The International Finance Corporation (IFC) has signed a US$80 million financing package to bolster the Facility for Energy Inclusion (FEI), a pan-African fund dedicated to advancing small-scale decentralized renewable energy (DRE) projects.
This initiative seeks to provide clean and dependable energy to support commercial and industrial sectors in Africa, promoting economic growth throughout the continent. The funding will play a role in increasing power generation capacity by around 115 MW in 15 African nations, such as the Democratic Republic of the Congo, Ghana, and Kenya. FEI specializes in offering debt financing for small-scale renewable energy generation and storage initiatives, benefiting commercial and industrial businesses, telecom infrastructure, and mini-grids. The US$80 million financing package includes a US$30 million loan from IFC, a US$20 million loan mobilized through the Managed Co-Lending Portfolio Program (MCPP) to facilitate extended-term financing, and up to US$30 million in blended finance. The blended finance component comprises US$15 million from the International Development Association’s Private Sector Window Blended Finance Facility and US$15 million from the Finland – IFC Blended Finance for Climate Program.

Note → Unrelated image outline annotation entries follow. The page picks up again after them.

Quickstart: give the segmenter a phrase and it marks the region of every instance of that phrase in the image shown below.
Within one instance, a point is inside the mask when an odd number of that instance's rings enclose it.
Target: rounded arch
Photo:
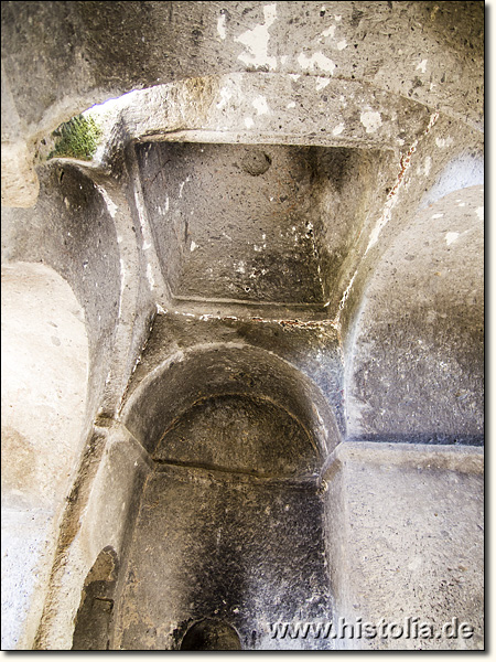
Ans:
[[[296,420],[320,461],[338,444],[334,414],[320,388],[271,352],[245,344],[195,345],[170,356],[132,393],[121,418],[151,453],[174,420],[212,397],[263,402]]]
[[[481,185],[449,193],[382,256],[345,370],[351,437],[482,441],[483,204]]]

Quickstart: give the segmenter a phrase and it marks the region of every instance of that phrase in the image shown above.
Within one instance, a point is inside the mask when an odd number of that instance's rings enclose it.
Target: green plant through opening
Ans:
[[[90,161],[101,137],[101,129],[91,117],[78,115],[62,124],[52,135],[56,141],[48,159],[67,157]]]

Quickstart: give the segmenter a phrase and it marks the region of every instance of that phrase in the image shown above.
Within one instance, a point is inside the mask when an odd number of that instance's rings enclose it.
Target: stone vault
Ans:
[[[2,2],[4,649],[484,648],[483,85],[478,1]]]

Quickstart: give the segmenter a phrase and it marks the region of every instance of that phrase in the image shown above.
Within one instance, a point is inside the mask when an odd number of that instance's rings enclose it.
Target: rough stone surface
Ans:
[[[479,650],[484,645],[482,453],[346,444],[326,476],[327,549],[336,613],[348,622],[419,619],[439,638],[343,639],[345,649]],[[457,450],[459,452],[454,452]],[[463,513],[463,517],[459,516]],[[450,638],[444,623],[473,636]],[[399,629],[396,629],[396,633]]]
[[[295,611],[328,618],[321,513],[315,488],[155,471],[122,578],[114,647],[177,650],[194,621],[218,618],[236,628],[242,649],[320,648],[271,639],[270,623]]]
[[[2,3],[6,649],[484,647],[483,33]],[[474,634],[270,633],[405,616]]]

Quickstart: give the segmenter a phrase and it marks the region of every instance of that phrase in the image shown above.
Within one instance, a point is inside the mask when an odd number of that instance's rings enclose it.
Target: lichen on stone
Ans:
[[[56,140],[48,159],[65,157],[90,161],[101,137],[101,129],[93,117],[78,115],[62,124],[52,136]]]

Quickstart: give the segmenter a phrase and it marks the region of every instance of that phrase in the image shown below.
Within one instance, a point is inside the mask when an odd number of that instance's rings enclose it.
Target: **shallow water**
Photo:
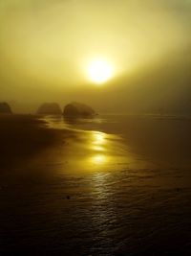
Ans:
[[[191,254],[189,119],[46,121],[74,136],[2,177],[2,255]]]

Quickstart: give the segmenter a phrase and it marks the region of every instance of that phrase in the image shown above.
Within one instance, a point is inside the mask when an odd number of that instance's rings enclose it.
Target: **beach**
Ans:
[[[0,254],[190,255],[179,120],[1,116]]]

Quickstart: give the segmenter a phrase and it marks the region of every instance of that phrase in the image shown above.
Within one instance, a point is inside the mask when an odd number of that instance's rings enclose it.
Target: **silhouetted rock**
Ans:
[[[11,114],[11,108],[7,103],[0,103],[0,114]]]
[[[63,115],[67,117],[93,117],[96,112],[91,106],[84,104],[71,103],[64,107]]]
[[[50,103],[50,104],[43,104],[39,106],[37,110],[37,114],[39,115],[61,115],[62,110],[58,104]]]

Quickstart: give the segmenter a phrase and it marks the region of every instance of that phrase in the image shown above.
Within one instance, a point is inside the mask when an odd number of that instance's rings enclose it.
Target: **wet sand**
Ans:
[[[13,149],[1,160],[1,255],[190,255],[188,162],[158,164],[151,124],[128,119],[128,132],[114,134],[116,123],[44,120],[49,128],[32,116],[0,121]]]

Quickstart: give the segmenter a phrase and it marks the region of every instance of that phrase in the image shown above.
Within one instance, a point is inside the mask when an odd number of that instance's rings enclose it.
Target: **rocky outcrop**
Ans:
[[[0,103],[0,114],[11,114],[11,108],[7,103]]]
[[[39,115],[61,115],[62,110],[58,104],[55,103],[47,103],[39,106],[37,110]]]
[[[63,115],[67,117],[94,117],[96,112],[87,105],[71,103],[64,107]]]

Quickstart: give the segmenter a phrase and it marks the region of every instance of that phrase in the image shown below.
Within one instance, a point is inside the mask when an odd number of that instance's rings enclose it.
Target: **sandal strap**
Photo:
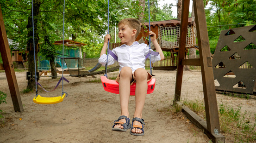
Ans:
[[[119,122],[119,120],[122,119],[125,119],[126,121],[126,122]],[[115,121],[114,121],[114,125],[113,125],[112,128],[114,127],[115,125],[119,124],[121,124],[121,125],[124,127],[124,129],[126,129],[128,128],[128,126],[130,125],[130,118],[127,118],[127,116],[125,115],[122,115],[119,117],[118,120],[115,120]]]
[[[137,121],[141,123],[141,126],[138,126],[138,125],[133,125],[133,122],[134,121]],[[145,123],[144,123],[144,120],[143,119],[137,118],[137,117],[135,117],[132,118],[132,121],[131,122],[131,130],[133,128],[139,128],[140,130],[141,130],[142,131],[143,133],[144,133],[144,130],[143,128],[144,128],[144,126],[143,126],[143,125],[145,125]]]
[[[127,119],[128,118],[127,118],[127,117],[126,116],[125,116],[125,115],[122,115],[122,116],[121,116],[120,117],[119,117],[119,118],[118,118],[118,119],[117,120],[115,120],[115,121],[114,121],[114,123],[115,122],[118,122],[119,120],[120,120],[121,119],[125,119],[125,120],[126,120],[126,122],[127,122]]]
[[[135,118],[132,118],[132,124],[133,124],[133,122],[135,120],[140,122],[141,123],[141,124],[145,125],[145,123],[144,123],[144,120],[143,120],[143,119],[142,119],[142,118],[140,119],[140,118],[137,118],[137,117],[135,117]]]

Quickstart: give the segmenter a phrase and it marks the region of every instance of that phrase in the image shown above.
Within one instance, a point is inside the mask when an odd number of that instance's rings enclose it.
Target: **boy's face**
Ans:
[[[121,24],[118,27],[118,36],[121,40],[122,43],[127,43],[132,40],[133,37],[135,35],[136,32],[135,29],[133,29],[126,24]]]

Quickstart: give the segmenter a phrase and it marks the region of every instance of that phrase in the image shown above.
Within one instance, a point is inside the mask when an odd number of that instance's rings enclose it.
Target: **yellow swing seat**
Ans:
[[[63,101],[63,99],[66,97],[66,94],[64,93],[62,96],[53,97],[44,97],[37,95],[33,99],[33,101],[36,103],[40,104],[52,104],[59,103]]]

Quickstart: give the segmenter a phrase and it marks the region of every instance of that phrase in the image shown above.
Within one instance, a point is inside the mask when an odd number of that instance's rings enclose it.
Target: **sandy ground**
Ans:
[[[118,73],[109,73],[109,76],[115,76]],[[7,103],[0,105],[5,113],[5,118],[0,119],[0,143],[209,142],[203,132],[187,120],[182,113],[168,114],[159,112],[173,104],[176,71],[154,70],[154,74],[156,75],[156,88],[153,93],[147,95],[143,112],[145,135],[137,137],[130,135],[130,130],[126,132],[111,130],[113,120],[120,116],[119,97],[105,92],[101,83],[86,82],[95,78],[66,76],[70,81],[64,85],[68,96],[57,104],[36,104],[32,101],[34,92],[21,93],[24,111],[15,113],[5,73],[0,72],[0,90],[7,93]],[[181,98],[203,100],[200,72],[186,71],[183,75]],[[25,75],[25,72],[16,73],[21,92],[26,87]],[[101,75],[95,76],[99,79]],[[50,90],[58,80],[41,77],[39,82],[46,90]],[[57,97],[61,96],[62,91],[61,86],[50,93],[39,88],[38,94]],[[219,94],[217,97],[218,104],[224,103],[235,108],[242,106],[242,111],[256,113],[255,99]],[[135,101],[134,96],[130,97],[129,111],[131,115]],[[231,137],[227,135],[225,137],[226,143],[233,142]]]

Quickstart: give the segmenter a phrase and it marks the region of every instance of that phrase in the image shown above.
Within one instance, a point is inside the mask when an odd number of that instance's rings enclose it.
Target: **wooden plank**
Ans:
[[[4,64],[0,64],[0,70],[5,70],[5,69],[4,68]]]
[[[23,111],[23,107],[19,90],[16,76],[10,52],[10,48],[0,6],[0,52],[15,112]]]
[[[182,11],[181,19],[181,33],[180,34],[180,43],[178,56],[178,65],[176,75],[174,101],[179,101],[181,100],[181,84],[183,73],[183,66],[181,64],[181,61],[185,58],[185,51],[187,40],[187,31],[189,11],[189,0],[182,0]]]
[[[200,129],[203,129],[204,132],[208,137],[212,140],[212,143],[224,143],[225,137],[221,134],[216,134],[211,133],[207,130],[206,122],[199,117],[196,114],[192,111],[189,108],[180,102],[175,102],[175,104],[179,104],[182,108],[182,112],[187,116],[192,123],[194,124]]]
[[[154,70],[175,70],[177,69],[177,66],[162,66],[162,67],[153,67]]]
[[[200,58],[191,58],[182,59],[181,60],[181,64],[183,66],[200,66]]]
[[[203,0],[194,0],[194,5],[200,55],[207,130],[212,134],[214,132],[214,129],[217,129],[220,132],[220,128],[213,73],[212,67],[211,66],[212,61],[209,60],[207,61],[207,58],[209,59],[211,55],[206,18]]]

In numerous African countries, unreliable and costly electricity services lead to power outages and dependence on fossil fuel generators. This initiative aims to replace carbon-intensive power sources, enhancing access, affordability, and reliability of electricity while supporting the growth of the Distributed Renewable Energy (DRE) market. IFC's investment in the Facility for Energy Inclusion fund aligns with the World Bank Group's strategy to expedite electrification in Africa and achieve universal access by 2030.